安欣隔着玻璃对他说,高晓晨,你要是不生在高家,也许是个好人。
然后他就死了。
然后他活了。
高晓晨一巴掌抽在自己脸上。
疼。真他妈疼。
不是做梦,不是幻觉,是真的活过来了。
回到了一切还没开始崩塌的2006年,回到了他还来得及做点什么的年纪。
他坐在床边,大脑像台超负荷运转的电脑。
上辈子的记忆像开了倍速的录像带,在脑子里疯狂回放:高启强怎么一步步走进陈泰的局,
怎么被程程算计,怎么和蒋天翻脸,怎么走到那一步,直到被安欣亲手铐走。
操。
高晓晨骂了一声,站起来,走到窗前。
京江的夜景和他记忆里一模一样。
江面上有货船鸣笛,江对岸的烂尾楼还没拆,那是蒋天后来拿下的地块。
现在那块地还是荒地,一切都来得及。
他必须做点什么。
但他不能直接告诉高启强,爸,你以后会死。
高启强不会信。

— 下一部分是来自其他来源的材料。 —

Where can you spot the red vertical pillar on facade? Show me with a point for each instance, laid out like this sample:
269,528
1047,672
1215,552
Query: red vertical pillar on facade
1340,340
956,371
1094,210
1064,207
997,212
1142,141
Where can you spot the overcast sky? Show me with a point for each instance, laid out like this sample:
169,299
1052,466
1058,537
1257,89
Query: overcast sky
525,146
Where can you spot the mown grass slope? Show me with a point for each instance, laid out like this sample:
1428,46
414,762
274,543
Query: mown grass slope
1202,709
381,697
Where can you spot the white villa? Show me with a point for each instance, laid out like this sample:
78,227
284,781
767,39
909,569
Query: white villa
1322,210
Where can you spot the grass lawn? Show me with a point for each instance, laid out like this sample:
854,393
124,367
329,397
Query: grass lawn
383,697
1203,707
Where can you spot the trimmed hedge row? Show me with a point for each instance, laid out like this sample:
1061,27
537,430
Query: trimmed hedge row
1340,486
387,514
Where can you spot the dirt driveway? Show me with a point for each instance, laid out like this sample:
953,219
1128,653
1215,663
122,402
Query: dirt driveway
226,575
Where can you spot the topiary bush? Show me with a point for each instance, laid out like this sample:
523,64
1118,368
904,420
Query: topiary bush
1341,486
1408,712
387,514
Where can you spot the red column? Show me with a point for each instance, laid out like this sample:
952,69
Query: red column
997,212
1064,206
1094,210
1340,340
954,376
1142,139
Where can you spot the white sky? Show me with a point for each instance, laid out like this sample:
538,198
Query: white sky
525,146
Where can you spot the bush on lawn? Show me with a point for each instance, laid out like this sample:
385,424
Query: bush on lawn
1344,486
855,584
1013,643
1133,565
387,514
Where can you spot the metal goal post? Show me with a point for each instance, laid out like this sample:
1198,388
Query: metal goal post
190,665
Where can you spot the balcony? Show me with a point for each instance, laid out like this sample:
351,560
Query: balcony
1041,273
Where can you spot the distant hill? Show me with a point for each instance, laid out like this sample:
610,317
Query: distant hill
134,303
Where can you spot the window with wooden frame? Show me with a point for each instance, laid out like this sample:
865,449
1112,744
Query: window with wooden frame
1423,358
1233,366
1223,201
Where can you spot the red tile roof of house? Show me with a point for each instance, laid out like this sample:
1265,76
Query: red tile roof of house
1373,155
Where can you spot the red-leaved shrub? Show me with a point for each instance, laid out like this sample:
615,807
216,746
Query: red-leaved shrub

以他现在的身份,也根本不够格在高启强面前说这些话。
上辈子他活到二十九岁,在他爸眼里始终是个废物儿子。
废物就废物。废物有废物的玩法。
这一世,他不准备当高启强的乖儿子,也不准备当安欣的好线人。
他要走第三条路,一条所有人都想不到的路。
先定一个小目标,把程程拉下马。
上辈子程程是怎么倒的?
不是因为高启强,是因为一个叫李明的会计,手里攥着程程给陈泰做假账的证据。
那个会计后来被程程灭了口,证据也跟着没了。
这辈子,李明还没死。
高晓晨拿起手机看了眼日期,3月15日。李明是4月2日死的。还剩十八天。
他深吸一口气,拨通了一个号码。
喂,哪位。
李明哥,我是高启强的儿子,高晓晨。有笔买卖想跟你谈谈。
电话那头沉默了两秒。
高启强的儿子?找我谈买卖?你多大?
十八。但我手里有一个你死之前最想看到的东西。
你说什么?
程程做假账的那本账。
电话那头彻底没声了。
三秒后,李明的声音变了。你怎么知道——
我怎么知道的不重要。重要的是,你把这本账交给我,我保你活着出京海。
江风从窗外灌进来,吹得窗帘猎猎作响。
高晓晨握着手机,嘴角慢慢浮起一个上辈子从未有过的笑。
这个笑,不像高启强,不像陈书婷。
像他自己。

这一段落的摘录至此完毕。